Box 26A Data sources and country groupings

In many cases data relating specifically to household consumption and emissions are not available. Households per se have not always been identified as a key sector by compilers of socio-economic and, particularly, environmental data. Information on households is, therefore, often included as part of a larger category (because it often cannot be identified separately).

Energy data are most often presented as combined figures for the domestic, commercial and service sectors, and these can be difficult to disaggregate because of the differing ways in which the various sectors are defined. Energy data for East Germany are included in Central Europe in this chapter, being pre-1991.

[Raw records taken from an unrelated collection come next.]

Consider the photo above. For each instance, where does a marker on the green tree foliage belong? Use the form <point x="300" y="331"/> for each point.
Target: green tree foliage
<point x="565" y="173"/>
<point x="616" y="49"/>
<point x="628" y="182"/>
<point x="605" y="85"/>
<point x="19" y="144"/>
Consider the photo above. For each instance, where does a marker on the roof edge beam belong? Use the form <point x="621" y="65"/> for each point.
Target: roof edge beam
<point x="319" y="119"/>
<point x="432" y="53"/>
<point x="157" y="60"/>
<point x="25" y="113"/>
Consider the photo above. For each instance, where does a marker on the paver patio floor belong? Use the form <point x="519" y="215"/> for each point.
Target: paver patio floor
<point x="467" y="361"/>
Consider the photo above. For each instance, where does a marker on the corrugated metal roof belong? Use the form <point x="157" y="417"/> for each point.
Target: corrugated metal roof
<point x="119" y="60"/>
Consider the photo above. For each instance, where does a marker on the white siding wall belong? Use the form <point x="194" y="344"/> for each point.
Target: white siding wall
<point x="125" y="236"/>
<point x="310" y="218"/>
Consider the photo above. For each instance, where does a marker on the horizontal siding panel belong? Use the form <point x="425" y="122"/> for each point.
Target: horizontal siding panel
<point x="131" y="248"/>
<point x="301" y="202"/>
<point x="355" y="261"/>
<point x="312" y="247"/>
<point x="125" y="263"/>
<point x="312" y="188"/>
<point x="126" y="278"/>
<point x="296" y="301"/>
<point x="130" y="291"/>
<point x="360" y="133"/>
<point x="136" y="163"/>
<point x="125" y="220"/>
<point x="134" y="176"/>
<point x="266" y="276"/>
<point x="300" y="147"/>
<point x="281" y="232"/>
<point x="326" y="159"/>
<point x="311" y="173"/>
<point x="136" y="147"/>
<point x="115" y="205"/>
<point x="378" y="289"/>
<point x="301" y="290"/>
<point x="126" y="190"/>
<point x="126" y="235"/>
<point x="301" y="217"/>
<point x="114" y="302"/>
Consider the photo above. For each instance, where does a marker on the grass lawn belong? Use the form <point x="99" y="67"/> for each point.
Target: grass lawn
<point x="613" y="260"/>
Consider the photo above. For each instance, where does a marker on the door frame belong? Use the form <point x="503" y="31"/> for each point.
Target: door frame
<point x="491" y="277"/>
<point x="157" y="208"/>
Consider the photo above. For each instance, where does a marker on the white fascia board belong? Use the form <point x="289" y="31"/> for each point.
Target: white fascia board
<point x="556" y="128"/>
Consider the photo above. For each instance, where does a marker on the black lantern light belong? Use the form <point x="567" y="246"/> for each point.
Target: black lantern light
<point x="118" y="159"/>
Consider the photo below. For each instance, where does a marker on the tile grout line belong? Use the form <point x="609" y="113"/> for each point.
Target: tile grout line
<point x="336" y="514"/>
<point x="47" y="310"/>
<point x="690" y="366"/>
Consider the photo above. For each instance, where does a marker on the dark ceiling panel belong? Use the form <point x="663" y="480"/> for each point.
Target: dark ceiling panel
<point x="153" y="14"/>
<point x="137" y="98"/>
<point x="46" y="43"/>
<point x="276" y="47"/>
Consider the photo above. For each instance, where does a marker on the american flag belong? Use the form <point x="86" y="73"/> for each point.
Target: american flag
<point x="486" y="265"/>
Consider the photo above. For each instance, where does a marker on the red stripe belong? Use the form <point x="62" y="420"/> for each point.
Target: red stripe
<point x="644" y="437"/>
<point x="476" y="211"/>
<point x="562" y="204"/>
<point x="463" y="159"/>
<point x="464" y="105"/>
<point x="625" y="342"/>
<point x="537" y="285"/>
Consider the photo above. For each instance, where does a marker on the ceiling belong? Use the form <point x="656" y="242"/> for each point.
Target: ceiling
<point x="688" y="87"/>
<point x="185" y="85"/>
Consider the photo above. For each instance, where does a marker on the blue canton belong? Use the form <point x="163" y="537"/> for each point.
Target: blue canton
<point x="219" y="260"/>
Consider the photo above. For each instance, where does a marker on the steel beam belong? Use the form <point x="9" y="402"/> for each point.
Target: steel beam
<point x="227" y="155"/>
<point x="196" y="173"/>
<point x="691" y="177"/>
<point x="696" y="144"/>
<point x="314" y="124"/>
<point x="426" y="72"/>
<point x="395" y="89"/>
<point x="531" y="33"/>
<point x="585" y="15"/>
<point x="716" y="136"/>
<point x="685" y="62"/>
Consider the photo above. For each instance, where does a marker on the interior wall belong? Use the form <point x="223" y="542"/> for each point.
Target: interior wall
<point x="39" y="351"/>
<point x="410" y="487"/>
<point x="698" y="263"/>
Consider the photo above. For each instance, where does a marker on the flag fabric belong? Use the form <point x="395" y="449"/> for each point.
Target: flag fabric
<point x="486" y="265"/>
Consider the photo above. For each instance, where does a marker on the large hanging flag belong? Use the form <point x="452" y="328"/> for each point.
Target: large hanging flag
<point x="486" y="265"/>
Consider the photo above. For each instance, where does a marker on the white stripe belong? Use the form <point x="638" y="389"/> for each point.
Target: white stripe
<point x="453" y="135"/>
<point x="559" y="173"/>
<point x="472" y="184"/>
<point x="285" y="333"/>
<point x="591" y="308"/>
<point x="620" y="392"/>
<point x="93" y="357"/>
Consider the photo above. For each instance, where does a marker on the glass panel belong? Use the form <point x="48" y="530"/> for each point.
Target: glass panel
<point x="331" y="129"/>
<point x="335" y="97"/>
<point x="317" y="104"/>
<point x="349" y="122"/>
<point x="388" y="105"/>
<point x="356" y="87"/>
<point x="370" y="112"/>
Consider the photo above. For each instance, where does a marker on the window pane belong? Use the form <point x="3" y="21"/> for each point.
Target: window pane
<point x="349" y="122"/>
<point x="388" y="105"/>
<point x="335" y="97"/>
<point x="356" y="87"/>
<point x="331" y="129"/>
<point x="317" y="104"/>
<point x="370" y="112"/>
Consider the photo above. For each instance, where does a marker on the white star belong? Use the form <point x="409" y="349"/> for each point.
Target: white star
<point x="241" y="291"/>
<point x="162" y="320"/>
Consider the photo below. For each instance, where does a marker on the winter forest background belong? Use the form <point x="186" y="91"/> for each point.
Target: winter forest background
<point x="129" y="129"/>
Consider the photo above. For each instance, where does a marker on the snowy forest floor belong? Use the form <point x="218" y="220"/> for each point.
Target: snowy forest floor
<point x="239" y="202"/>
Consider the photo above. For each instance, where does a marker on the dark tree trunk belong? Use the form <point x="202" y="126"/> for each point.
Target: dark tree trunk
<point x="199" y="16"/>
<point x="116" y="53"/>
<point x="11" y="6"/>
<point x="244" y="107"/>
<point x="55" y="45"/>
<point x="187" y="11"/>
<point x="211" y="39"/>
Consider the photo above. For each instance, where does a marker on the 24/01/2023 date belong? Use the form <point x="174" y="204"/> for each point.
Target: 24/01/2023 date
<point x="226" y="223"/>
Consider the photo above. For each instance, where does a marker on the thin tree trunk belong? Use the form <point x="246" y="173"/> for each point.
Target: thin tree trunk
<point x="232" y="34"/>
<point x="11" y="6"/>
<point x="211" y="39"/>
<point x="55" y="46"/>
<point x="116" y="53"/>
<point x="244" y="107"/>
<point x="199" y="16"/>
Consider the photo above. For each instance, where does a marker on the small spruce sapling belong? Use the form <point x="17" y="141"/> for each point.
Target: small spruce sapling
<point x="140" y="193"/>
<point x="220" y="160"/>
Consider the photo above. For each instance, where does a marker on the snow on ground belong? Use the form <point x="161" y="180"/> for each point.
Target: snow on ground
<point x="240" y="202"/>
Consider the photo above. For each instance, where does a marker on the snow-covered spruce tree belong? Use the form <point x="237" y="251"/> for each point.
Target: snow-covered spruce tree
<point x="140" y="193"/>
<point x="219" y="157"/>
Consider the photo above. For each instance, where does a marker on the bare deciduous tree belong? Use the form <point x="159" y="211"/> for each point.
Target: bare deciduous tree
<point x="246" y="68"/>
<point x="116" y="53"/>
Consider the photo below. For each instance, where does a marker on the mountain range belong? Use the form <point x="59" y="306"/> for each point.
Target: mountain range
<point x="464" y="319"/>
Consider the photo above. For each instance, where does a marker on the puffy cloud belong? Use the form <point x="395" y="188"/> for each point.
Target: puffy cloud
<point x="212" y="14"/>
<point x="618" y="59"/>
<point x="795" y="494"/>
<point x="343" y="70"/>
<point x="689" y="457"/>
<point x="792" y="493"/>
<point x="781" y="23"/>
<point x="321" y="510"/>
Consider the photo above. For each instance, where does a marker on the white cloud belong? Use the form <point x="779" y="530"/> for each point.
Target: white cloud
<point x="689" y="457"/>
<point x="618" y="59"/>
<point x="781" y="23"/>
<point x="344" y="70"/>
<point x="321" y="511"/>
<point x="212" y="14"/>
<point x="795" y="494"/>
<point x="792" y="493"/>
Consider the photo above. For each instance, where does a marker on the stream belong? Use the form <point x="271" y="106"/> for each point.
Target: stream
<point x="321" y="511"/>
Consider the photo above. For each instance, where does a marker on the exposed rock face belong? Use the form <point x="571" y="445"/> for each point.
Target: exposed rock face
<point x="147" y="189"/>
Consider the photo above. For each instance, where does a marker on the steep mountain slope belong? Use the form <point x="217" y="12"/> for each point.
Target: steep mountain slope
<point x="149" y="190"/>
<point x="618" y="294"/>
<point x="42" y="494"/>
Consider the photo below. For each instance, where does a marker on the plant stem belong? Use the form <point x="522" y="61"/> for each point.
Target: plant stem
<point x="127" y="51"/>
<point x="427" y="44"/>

Socio-economic data may also pose problems of interpretation and comparison; for example, data on Central and Eastern Europe are often gathered under different categories from EU and EFTA countries, making comparisons problematic. Also the severe currency fluctuations in 1992­93 and the different structure of the former centrally planned economies can make statistics relating to GNP (or GMP in the case of Central and Eastern countries) and spending difficult to interpret. Trends in population growth and trends in household size and structure and car ownership present fewer problems (see, eg, Euromonitor, 1992). Data for these parameters include East Germany in the EU group, as this is how the data were reported in the original Euromonitor source.

The country groupings used in this chapter to present data are as in Chapters 19, 20 and 21: EU, EFTA, Western, Central, former USSR and Central and Eastern Europe (see Box 19B).